Pemukim ilegal Israel telah menyerang dan melukai tiga anak Palestina serta membakar lahan pertanian di seluruh Tepi Barat yang diduduki, menurut sumber setempat.
Sumber mengatakan kepada Anadolu Agency bahwa sekelompok pemukim ilegal menghadang sebuah kendaraan Palestina di dekat pemukiman Shilo di selatan Nablus dan melempari kendaraan itu dengan batu, sehingga melukai tiga anak di dalamnya.

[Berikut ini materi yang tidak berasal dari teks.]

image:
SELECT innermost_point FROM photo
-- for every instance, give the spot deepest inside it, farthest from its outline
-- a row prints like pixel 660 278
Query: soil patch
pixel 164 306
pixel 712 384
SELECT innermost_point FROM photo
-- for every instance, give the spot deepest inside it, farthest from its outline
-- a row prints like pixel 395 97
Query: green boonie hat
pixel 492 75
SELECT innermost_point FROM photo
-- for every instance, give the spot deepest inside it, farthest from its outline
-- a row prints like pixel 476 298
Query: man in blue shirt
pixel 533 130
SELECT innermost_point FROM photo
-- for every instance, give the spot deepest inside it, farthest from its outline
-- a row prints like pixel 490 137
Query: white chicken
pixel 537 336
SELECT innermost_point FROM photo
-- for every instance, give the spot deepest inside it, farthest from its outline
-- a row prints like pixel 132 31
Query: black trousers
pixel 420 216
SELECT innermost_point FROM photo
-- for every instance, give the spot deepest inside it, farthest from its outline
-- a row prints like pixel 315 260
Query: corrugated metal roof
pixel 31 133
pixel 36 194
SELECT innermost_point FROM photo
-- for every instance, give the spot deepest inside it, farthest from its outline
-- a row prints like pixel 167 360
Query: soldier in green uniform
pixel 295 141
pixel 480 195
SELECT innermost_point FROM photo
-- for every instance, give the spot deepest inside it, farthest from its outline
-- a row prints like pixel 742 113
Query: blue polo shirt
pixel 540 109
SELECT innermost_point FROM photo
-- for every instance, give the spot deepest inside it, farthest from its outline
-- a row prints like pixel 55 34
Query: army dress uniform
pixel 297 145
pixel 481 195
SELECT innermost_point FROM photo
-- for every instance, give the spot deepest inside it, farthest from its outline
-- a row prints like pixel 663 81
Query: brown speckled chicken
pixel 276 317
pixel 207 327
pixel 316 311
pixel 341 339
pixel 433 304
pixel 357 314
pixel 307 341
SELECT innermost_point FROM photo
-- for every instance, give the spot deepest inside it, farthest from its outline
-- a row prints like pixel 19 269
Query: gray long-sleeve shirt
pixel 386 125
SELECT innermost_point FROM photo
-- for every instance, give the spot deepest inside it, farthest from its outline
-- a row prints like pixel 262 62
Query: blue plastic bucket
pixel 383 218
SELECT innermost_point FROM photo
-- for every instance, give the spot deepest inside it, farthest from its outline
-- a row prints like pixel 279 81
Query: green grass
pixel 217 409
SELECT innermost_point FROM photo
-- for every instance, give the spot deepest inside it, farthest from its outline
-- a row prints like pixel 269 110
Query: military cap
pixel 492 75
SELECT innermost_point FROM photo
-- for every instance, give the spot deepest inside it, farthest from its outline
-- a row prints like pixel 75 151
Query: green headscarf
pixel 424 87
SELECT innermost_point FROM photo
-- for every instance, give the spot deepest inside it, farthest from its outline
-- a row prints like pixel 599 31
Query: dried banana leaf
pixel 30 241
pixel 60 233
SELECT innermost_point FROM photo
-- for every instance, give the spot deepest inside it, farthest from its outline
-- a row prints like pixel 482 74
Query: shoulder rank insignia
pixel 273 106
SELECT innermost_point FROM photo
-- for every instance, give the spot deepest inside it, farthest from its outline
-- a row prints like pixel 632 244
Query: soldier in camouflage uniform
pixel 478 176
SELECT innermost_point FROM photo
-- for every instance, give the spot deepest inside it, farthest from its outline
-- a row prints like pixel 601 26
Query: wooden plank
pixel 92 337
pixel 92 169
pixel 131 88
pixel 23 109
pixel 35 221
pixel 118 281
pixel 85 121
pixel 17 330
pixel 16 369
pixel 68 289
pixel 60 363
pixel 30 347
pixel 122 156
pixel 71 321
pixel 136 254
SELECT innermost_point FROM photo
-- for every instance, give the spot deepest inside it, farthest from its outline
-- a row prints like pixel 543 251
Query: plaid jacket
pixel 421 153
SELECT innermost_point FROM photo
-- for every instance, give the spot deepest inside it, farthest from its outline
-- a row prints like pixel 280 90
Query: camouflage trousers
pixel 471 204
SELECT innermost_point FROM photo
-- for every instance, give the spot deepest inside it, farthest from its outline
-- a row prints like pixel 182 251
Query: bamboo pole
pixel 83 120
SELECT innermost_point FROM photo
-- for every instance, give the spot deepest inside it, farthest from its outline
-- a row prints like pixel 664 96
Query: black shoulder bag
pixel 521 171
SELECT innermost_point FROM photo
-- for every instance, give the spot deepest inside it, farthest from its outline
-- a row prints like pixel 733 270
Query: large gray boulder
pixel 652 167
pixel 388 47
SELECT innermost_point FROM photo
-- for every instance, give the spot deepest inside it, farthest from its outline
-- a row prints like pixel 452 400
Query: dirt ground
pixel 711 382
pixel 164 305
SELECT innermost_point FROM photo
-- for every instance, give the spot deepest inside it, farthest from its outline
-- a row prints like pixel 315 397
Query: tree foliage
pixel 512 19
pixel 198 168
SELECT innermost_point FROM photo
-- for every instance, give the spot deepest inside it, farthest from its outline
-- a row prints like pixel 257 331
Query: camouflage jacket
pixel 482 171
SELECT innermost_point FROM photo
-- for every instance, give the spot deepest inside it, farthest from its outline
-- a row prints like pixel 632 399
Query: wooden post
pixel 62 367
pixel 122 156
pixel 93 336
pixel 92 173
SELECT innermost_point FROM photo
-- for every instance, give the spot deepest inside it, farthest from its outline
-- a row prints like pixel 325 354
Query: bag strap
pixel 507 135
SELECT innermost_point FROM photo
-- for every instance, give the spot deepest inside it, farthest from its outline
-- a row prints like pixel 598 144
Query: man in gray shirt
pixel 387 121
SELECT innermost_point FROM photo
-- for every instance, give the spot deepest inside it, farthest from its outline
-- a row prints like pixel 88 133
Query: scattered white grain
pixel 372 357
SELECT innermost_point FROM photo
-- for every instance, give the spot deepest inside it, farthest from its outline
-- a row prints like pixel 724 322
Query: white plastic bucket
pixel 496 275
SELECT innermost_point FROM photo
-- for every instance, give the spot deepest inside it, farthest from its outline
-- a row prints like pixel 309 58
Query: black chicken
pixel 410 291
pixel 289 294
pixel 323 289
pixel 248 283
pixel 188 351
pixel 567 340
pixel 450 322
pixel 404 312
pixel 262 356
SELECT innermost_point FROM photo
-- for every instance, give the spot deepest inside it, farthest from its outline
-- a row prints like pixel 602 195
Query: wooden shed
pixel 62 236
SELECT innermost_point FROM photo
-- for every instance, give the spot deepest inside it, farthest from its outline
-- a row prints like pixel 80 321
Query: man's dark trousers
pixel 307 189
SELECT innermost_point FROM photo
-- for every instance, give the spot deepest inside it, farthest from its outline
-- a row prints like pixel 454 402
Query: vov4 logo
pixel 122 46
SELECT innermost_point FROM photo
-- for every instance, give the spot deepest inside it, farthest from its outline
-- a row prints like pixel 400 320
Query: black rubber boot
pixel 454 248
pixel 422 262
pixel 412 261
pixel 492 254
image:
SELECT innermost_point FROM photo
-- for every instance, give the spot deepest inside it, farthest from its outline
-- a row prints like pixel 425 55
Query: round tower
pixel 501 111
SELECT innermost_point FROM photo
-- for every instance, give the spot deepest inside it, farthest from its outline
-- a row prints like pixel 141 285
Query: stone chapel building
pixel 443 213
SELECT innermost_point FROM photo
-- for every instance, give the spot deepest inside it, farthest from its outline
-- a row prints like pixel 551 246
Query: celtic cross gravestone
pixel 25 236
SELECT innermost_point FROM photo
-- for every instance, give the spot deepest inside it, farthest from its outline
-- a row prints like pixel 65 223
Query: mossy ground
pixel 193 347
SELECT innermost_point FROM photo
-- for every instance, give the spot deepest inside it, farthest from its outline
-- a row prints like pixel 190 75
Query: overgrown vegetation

Sumber mengatakan keluarga itu berasal dari kota Abwein, utara Ramallah, dan anak-anak yang terluka dipindahkan ke pusat medis di kota Sinjil untuk mendapatkan perawatan.
Salah satu anak, berusia 14 tahun, menderita luka di kepala setelah terkena batu, sementara dua anak yang lebih kecil mengalami cedera ringan akibat pecahan kaca, tambah sumber.
Lahan pertanian dan kebun zaitun dibakar
Dalam insiden terpisah, pemukim ilegal membakar lahan pertanian Palestina di wilayah Ramallah dan Nablus.
Sumber setempat mengatakan pemukim ilegal Israel membakar kebun zaitun antara kota Turmus Ayya dan Abu Falah, timur laut Ramallah.
Mereka menambahkan bahwa pasukan Israel menggerebek wilayah tersebut dan memberikan perlindungan kepada para pemukim ilegal setelah warga setempat menghadang mereka dan memaksa mereka mundur.
Pasukan itu juga mencegah tim pertahanan sipil mencapai lokasi untuk memadamkan api.
Di desa Duma, selatan Nablus, pemukim ilegal juga membakar lahan yang ditanami pohon zaitun dekat pintu masuk desa, menyebabkan kerusakan pada beberapa pohon.
Sementara itu, para pemukim menggembalakan kawanan unta dan domba di lahan pertanian Palestina di timur desa Taybeh dan Rammun dekat Ramallah, menyebabkan kerusakan luas pada tanaman dan kerugian finansial bagi petani Palestina.
Israel telah meningkatkan serangan dan memperlakukan warga Palestina secara brutal di Tepi Barat yang diduduki, termasuk Yerusalem Timur yang diduduki, sejak melancarkan genosida terhadap Gaza pada 7 Oktober 2023.